Several of the team are recruits from the local village, enabling the involvement of the local community with the project and helping to ensure that the benefits and information about the project are shared - an important aspect of the project's sustainability focus.

==Plants collections in Oman Botanic Garden==
The plant collections of the Oman Botanic Garden include living plants in the nursery, seeds in the seed bank, and preserved plants in the herbarium. The plants grown in the nursery represent the largest scientific and documented collection of Arabian Plants on earth. Only very few of the plants of Oman have been propagated or cultivated before, so the work of the nursery is greatly increasing the knowledge and understanding of the country's flora.

The Oman Botanic Garden, botanist, and horticulture teams collect plants as seeds and cuttings through regular field trips; hundreds of expeditions have taken place in all areas and habitats of the country to collect, monitor, and record invaluable data about Oman's plants and habitats.

The majority of the native plants of Oman, which will be planted in the Oman Botanic Garden, are not available commercially. Therefore, the botany team has spent thousands of days on field expeditions to collect seed and other plant material to build up the collection. Seeds are collected, and the plants are propagated for the first time at the Oman Botanic Garden nursery.

The overall vision of the habitat gardens is to represent a specific habitat at its best. A habitat design is not formal but provides a true representation of the plants in their natural environments. The native plants of Oman will also be used in the amenity areas of the garden, outside of the habitats, to showcase the design potential of using native Omani plants in the landscape.

==Research in Oman Botanic Garden==
Oman Botanic Garden conducts active research in the areas of flora and vegetation of Oman, propagation and cultivation of native plant species, ethnobotany, plant pests and diseases, and designing with native species. The garden helps to protect the plant diversity of Oman through botanical and horticultural research and conservation.

The garden's Herbarium currently holds 1800 plant vouchers, which are arranged systematically. The herbarium is open to visitors and will also conduct plant genetics research once the research facilities are constructed and ready to use.

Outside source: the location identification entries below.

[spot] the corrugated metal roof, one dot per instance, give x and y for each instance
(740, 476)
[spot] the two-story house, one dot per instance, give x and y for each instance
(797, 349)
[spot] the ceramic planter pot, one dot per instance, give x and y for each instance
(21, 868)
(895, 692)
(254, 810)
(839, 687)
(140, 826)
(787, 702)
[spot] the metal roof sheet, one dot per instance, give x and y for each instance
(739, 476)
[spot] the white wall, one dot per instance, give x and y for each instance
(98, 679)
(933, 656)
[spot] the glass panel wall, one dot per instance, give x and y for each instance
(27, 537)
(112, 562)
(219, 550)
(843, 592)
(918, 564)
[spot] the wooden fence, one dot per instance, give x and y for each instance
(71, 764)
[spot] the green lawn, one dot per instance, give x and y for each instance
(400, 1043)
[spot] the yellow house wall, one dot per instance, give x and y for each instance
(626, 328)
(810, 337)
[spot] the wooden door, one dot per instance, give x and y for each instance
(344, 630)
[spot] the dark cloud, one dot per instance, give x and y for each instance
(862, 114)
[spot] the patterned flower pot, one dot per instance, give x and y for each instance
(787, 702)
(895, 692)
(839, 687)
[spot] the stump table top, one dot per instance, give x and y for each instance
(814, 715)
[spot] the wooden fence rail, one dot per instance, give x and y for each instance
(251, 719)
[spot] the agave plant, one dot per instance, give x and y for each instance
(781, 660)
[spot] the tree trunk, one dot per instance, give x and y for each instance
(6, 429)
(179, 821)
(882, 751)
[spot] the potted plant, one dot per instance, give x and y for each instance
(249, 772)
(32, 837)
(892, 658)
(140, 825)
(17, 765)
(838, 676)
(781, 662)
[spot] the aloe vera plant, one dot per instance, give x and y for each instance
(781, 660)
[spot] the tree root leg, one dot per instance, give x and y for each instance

The Oman Botanic Garden will form a key part of Oman's response to the Global Strategy for Plant Conservation, part of the Convention on Biological Diversity.

==Education and communication in Oman Botanic Garden==
Through the work of the Oman Botanic Gardens, visitors will be encouraged to respect and care for the country's indigenous natural environment and learn more about the fascinating cultural connection that exists between plants and people and value all that Oman stands for.

Oman Botanic Garden currently develops tests and runs school programmes, programmes for university students, and for other visitor groups. Course material is being developed and further refined. The garden works together with the relevant Ministries, to ensure that the programme of the garden ties in the country's curricula.

A temporary visitor centre is used for pre-booked visiting groups and school parties. The garden's website can be accessed at www.omanbotanicgarden.com.

==Global botanic garden context==
There are currently 2,200 botanic gardens known in the world in nearly 150 countries, but there are very few in the Middle East or South-West Asia, although the area is home to an estimated 60,000 plant species.

The flora of the Arabian Peninsula has so far been poorly represented in any botanic garden on a global scale. Botanic gardens worldwide do not adequately reflect the Arabian plant diversity and the number of collections is the smallest of all botanic garden living plant material.

Oman has a rich and unique botanical heritage and has taken regional leadership in environmental issues. The garden will be the first in the world to grow only the native species of a region, planted in scientifically accurate, natural habitat gardens. The respect and value for plant diversity conservation fostered by the Oman Botanic Garden represents a major step forward in global plant conservation efforts.